照りつけるような日差しとは裏腹に、ガーディニアは自分の気持ちが冷たく冷えて行く事を恐ろしく思った。

*******

『あ~あ。何だか拗れてるなぁ』

肩の上のおっさんな虫が、ガーディニアとアーノルド、マーガレットを見て呆れたように言う。

「どうしたものなのか……」

ポツリ、誰にも聞こえない様に零したブライアンに、テントウムシは言い放った。

『どうも出来んやろ? 気持ちはどうにも出来へん事を一番知っとるのはお前やんか』

「かと言って、貴族の婚姻は家と家の結びつきだ」

そうも言っていられないというブライアンに、テントウムシは羽を鳴らした。

『じゃあお前、もし 妖精姫(いもうと) と血が繋がっていないとして、家の為に結婚せぇと言われて『はい、そうですか』って出来んの? 出来へんやろ』

「……そこまでなのか?」

『似たようなもんや。必然的なんや、しゃーないやん』

必然的。

いつだったか、父が自分達のマグノリアに対する気持ちは強制的なもののようだと言っていた。

「だとしたら残酷だな……」

それでも夫婦にならなくてはならないという事もだが、大きな人生の局面においては未だ幼いであろう己の主達は、これからどうなってしまうのだろうか。

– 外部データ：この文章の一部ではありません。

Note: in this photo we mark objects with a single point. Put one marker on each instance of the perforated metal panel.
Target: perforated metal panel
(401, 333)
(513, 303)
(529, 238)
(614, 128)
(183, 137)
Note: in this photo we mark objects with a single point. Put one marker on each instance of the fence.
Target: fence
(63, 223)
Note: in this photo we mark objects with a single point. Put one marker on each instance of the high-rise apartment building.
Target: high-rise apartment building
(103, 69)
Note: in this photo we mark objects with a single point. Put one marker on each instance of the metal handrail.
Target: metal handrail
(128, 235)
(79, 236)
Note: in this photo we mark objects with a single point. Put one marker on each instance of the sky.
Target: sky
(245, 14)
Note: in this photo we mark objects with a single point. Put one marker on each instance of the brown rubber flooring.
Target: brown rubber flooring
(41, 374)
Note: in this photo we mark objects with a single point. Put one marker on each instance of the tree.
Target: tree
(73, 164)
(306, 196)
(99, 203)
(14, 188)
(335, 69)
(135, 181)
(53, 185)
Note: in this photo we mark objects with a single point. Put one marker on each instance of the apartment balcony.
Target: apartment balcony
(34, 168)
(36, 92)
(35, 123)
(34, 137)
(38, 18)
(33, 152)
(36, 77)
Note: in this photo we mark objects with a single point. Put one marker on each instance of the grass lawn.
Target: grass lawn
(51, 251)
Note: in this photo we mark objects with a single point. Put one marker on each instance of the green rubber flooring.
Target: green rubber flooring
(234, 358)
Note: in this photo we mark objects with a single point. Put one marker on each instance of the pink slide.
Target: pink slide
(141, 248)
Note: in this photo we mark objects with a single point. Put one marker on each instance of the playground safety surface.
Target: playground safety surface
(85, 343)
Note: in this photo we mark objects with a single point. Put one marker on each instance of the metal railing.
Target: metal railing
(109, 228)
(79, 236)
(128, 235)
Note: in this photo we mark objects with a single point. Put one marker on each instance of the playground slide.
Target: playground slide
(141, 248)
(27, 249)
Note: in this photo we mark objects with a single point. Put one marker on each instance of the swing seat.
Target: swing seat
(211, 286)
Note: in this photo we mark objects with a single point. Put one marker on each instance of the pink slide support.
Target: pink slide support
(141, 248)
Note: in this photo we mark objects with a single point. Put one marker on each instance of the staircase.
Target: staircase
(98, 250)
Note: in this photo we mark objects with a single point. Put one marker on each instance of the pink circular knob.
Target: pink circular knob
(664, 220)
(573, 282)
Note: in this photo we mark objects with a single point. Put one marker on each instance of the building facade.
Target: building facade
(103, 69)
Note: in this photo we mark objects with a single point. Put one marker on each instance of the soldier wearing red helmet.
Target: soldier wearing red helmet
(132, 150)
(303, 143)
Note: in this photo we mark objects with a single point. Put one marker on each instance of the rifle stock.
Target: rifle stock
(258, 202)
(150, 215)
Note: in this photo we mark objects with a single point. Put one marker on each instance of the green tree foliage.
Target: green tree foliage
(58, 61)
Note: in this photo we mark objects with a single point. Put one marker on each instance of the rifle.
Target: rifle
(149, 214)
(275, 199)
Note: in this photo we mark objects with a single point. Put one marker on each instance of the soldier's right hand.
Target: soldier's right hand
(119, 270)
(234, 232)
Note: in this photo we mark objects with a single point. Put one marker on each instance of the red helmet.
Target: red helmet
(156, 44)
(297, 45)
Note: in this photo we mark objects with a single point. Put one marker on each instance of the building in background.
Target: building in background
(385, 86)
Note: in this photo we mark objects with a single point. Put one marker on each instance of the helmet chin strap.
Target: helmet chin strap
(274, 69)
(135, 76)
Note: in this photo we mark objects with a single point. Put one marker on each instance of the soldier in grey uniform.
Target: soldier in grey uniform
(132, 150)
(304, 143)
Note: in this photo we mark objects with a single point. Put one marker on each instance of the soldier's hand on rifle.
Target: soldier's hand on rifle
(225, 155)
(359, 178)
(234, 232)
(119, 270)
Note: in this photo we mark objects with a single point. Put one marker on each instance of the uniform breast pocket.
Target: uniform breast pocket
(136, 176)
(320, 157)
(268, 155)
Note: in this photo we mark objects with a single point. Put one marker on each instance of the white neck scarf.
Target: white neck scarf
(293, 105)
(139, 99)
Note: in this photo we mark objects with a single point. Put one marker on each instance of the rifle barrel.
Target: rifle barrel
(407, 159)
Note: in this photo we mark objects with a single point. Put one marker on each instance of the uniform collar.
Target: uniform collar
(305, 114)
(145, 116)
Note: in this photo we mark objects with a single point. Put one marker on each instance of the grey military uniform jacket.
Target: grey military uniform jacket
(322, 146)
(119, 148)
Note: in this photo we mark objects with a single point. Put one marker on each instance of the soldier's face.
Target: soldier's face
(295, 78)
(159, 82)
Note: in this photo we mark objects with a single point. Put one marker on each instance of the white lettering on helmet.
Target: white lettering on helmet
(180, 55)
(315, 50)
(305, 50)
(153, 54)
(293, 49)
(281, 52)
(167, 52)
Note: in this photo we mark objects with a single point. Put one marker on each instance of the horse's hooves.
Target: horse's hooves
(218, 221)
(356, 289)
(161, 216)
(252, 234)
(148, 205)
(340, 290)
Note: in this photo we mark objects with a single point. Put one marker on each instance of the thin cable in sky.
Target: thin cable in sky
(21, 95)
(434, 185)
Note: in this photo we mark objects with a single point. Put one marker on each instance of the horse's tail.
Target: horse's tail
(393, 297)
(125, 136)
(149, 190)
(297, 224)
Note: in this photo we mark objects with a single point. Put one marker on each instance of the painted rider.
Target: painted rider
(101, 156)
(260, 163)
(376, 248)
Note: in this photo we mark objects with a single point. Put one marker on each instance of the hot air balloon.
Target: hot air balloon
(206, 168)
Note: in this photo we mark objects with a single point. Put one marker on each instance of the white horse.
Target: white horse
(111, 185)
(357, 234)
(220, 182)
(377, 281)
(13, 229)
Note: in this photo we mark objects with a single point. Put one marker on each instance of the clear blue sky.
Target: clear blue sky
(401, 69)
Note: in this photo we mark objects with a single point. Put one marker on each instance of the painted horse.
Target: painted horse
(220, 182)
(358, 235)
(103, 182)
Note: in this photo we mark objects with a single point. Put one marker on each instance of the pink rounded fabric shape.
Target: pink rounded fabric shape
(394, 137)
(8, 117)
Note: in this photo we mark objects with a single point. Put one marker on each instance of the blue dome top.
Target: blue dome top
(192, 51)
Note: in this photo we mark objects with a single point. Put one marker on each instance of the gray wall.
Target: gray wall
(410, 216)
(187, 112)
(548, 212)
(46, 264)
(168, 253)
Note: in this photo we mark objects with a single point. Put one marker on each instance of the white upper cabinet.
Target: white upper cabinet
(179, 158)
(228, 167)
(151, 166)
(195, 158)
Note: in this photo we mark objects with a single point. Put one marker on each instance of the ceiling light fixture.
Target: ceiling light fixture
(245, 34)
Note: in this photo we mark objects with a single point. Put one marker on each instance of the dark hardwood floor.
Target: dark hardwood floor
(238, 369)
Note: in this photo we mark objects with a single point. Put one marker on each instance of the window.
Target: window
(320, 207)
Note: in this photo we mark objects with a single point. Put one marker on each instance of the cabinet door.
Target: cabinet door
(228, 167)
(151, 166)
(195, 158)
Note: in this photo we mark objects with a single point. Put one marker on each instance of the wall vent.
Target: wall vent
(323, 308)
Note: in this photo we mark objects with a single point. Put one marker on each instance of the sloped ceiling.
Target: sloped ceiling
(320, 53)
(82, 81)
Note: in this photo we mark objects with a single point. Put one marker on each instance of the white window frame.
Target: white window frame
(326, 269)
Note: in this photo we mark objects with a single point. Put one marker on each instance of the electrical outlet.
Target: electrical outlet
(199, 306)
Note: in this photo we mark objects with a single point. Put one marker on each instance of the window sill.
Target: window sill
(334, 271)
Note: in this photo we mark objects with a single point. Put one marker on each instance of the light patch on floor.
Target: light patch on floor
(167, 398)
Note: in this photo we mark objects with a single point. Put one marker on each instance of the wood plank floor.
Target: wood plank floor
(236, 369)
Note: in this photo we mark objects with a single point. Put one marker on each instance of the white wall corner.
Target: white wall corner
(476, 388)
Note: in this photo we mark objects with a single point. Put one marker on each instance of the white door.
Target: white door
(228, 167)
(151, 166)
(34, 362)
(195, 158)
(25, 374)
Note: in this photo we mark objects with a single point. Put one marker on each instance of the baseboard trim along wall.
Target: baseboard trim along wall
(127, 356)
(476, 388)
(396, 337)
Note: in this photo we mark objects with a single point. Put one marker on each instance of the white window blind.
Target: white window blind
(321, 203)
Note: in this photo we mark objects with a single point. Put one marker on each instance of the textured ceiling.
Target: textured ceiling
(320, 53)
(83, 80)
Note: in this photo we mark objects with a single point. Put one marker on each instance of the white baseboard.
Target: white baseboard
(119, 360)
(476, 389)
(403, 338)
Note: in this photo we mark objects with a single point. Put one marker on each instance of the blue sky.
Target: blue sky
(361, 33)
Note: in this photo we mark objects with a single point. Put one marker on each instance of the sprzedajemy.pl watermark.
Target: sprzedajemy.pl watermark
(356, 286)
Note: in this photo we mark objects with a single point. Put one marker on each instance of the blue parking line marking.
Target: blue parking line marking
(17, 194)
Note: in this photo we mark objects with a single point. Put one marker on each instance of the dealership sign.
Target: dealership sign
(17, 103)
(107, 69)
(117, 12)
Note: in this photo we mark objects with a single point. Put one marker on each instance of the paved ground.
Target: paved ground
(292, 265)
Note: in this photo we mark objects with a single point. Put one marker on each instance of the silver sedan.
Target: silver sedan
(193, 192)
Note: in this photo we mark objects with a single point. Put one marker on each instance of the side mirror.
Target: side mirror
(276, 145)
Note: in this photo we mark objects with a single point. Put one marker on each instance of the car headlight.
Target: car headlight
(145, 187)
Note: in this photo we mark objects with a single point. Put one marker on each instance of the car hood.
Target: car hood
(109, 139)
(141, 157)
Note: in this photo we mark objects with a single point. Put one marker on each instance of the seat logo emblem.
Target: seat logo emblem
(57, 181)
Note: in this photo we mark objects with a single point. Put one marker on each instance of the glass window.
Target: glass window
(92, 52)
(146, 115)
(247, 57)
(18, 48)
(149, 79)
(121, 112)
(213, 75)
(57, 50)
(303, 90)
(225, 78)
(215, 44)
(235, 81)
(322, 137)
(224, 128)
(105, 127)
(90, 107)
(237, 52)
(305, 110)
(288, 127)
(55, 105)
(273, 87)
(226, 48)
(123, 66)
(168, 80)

王子とマーガレット、そして笑顔で会話する側近たち。それらを少し離れた場所でみつめるガーディニアを瑠璃色の瞳に映して、ブライアンはため息をついた。

*******

ディーンとヴァイオレットも、いつもの如く行列の端の方に加わって移動していた。

入学当初に比べればだいぶ改善したマーガレットの様子に努力を認めつつも、どうして旅行に来てしまうかなと頭を抱えていた。

「まあ、王子のゴリ押しなんだろうけどね……」

「ガーディニア様、大丈夫かな?」

馬車の陰から気遣わし気にガーディニアを見る。

静かに佇んでいるガーディニアには、嫉妬も怒りも感じなかった。

ただただ、何かを確かめるように静かに、全てを見つめている。

(何か、ゲームのガーディニアとちょっと違う……?)

気高いガーディニアは、自分の名誉とプライドが傷つけられる事を良しとしなかった。

アーノルドへの強い愛情と王太子妃という立場への執着もあってか、マーガレットへの言葉はきつく激しかった筈なのだが。

あの蒼い瞳には、全く熱が感じられなかった。

(本来の流れと違い過ぎて、全く解らないよ!)

心の中で叫ぶ。

何やら馬車の物陰から盗み見るような様子で隠れるディーンとヴァイオレットを、周りの者達が不思議そうに見つめている。

その周りで、リシュア子爵と夫人が、冷汗をかきながら頭を下げているのであった。

行列はゆっくりと進み続ける。

そんな日が約四日間。

一行はついにアゼンダ辺境伯領に降り立ったのであった。